After a quarter of an hour’s silence, he added:

“These things are well when you are happy.”

Déruchette carried away the stockings, and took advantage of the opportunity to remove also the compass and the ship’s papers which Lethierry had been brooding over too long.

In the afternoon, a little before tea-time, the door opened and two strangers entered, attired in black. One was old, the other young.

The young one has, perhaps, already been observed in the course of this story.

The two men had each a grave air; but their gravity appeared different. The old man possessed what might be called state gravity; the gravity of the young man was in his nature. Habit engenders the one; thought the other.

They were, as their costume indicated, two clergymen, each belonging to the Established Church.

The first fact in the appearance of the younger man which might have first struck the observer was, that his gravity, though conspicuous in the expression of his features, and evidently springing from the mind, was not indicated by his person.
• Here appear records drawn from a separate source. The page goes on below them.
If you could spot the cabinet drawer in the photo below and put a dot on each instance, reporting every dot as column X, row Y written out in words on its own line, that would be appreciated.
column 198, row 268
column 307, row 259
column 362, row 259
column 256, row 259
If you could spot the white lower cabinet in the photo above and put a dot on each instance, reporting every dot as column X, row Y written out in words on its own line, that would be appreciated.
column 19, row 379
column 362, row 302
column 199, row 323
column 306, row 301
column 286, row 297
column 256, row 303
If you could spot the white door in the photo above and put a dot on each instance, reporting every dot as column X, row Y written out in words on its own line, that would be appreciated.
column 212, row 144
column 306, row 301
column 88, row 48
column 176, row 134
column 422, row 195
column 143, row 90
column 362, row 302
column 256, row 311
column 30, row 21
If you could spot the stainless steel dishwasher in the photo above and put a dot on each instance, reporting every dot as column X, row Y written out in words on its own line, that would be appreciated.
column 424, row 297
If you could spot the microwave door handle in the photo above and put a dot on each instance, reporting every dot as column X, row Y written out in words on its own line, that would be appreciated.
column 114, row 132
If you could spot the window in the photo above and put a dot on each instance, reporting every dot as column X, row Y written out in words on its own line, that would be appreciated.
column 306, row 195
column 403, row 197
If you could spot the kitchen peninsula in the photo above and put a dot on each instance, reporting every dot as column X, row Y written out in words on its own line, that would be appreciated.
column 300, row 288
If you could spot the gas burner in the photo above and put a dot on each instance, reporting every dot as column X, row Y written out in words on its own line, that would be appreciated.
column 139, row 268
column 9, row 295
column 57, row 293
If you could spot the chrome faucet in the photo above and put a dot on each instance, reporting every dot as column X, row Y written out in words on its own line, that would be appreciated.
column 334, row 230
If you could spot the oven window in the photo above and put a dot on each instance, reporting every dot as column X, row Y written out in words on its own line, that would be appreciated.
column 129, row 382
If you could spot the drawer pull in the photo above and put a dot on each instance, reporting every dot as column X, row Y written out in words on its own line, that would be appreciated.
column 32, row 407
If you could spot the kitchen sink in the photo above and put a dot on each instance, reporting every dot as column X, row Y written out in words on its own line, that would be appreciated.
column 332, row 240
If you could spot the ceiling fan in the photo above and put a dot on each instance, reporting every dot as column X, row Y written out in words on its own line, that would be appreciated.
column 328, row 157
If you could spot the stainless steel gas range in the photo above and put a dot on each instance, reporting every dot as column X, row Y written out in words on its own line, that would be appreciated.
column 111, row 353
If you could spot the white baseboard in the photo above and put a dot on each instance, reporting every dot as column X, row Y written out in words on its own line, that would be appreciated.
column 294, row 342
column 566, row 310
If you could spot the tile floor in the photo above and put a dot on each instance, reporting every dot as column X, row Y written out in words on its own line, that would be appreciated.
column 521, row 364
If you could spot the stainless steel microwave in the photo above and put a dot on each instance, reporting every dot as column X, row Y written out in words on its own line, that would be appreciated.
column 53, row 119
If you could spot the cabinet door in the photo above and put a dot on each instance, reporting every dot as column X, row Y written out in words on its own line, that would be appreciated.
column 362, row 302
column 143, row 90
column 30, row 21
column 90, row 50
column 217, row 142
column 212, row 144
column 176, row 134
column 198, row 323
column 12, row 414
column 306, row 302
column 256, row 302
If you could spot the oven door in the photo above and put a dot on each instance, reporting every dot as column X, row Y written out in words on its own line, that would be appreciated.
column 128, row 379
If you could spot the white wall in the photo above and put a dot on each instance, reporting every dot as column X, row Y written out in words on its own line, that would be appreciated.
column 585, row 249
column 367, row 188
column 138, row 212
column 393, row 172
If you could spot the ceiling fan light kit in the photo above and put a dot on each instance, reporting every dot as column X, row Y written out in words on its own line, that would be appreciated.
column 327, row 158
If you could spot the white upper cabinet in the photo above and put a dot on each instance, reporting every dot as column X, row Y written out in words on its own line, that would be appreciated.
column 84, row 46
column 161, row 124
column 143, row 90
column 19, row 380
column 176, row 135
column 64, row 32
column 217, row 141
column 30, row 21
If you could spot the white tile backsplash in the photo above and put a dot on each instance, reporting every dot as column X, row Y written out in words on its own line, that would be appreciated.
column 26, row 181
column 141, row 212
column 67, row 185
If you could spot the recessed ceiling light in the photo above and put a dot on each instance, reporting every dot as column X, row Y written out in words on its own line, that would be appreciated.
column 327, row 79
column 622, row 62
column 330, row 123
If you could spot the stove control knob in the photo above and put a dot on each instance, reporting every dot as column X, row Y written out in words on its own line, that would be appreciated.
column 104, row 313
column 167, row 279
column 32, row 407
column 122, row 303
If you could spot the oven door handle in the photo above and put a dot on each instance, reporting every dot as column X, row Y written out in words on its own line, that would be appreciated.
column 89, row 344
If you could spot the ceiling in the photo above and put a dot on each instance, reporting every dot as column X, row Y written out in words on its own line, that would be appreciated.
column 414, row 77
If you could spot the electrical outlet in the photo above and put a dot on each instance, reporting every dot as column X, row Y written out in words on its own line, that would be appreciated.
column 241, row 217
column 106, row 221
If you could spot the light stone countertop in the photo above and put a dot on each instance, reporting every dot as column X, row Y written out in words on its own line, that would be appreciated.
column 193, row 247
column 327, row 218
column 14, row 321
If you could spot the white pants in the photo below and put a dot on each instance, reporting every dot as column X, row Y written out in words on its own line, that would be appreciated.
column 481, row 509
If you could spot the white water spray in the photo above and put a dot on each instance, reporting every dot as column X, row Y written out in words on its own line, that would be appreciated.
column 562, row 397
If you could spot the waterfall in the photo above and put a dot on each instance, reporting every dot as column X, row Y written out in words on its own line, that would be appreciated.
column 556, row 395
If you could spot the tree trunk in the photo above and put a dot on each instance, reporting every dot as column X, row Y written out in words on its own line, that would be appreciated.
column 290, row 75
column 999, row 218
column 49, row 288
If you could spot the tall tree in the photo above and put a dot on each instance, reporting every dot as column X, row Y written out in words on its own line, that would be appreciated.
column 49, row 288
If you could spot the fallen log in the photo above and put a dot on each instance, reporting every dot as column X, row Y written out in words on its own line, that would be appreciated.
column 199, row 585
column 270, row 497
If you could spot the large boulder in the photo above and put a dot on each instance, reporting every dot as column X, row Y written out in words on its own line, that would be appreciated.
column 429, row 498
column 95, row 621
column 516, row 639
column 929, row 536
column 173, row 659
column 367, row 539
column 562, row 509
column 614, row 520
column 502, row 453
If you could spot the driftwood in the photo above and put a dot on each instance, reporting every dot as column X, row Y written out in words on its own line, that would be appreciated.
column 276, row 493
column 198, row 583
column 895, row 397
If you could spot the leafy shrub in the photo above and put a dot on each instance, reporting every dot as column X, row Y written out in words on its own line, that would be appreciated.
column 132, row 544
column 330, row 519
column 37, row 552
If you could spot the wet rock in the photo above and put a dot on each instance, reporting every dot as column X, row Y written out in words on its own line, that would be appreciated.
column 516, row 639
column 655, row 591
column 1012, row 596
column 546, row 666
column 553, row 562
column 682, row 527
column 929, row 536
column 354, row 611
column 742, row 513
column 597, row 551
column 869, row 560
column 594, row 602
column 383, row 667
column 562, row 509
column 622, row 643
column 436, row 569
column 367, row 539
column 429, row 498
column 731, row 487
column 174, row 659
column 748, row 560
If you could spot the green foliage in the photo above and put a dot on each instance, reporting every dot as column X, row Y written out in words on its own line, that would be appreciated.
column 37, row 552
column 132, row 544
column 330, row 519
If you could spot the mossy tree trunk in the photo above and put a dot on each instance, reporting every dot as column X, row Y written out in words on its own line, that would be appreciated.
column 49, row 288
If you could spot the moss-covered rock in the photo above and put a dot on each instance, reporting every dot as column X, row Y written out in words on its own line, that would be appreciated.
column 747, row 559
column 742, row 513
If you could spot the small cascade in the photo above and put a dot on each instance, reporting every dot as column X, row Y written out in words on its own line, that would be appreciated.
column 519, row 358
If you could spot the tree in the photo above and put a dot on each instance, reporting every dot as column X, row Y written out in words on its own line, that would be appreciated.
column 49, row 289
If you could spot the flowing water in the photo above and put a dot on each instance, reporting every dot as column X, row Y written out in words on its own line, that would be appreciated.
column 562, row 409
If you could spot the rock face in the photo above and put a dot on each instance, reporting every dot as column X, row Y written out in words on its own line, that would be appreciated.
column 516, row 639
Gravity is not inconsistent with passion, which it exalts by purifying it; but the idea of gravity could with difficulty be associated with an exterior remarkable above all for personal beauty. Being in holy orders, he must have been at least four-and-twenty, but he seemed scarcely more than eighteen. He possessed those gifts at once in harmony with, and in opposition to, each other. A soul which seemed created for exalted passion, and a body created for love. He was fair, rosy-fresh, slim, and elegant in his severe attire, and he had the cheeks of a young girl, and delicate hands. His movements were natural and lively, though subdued. Everything about him was pleasing, elegant, almost voluptuous. The beauty of his expression served to correct this excess of personal attraction. His open smile, which showed his teeth, regular and white as those of a child, had something in it pensive, even devotional. He had the gracefulness of a page, mingled with the dignity of a bishop.

His fair hair, so fair and golden as to be almost effeminate, clustered over his white forehead, which was high and well-formed. A slight double line between the eyebrows awakened associations with studious thought.

Those who saw him felt themselves in the presence of one of those natures, benevolent, innocent, and pure, whose progress is in inverse sense with that of vulgar minds; natures whom illusion renders wise, and whom experience makes enthusiasts.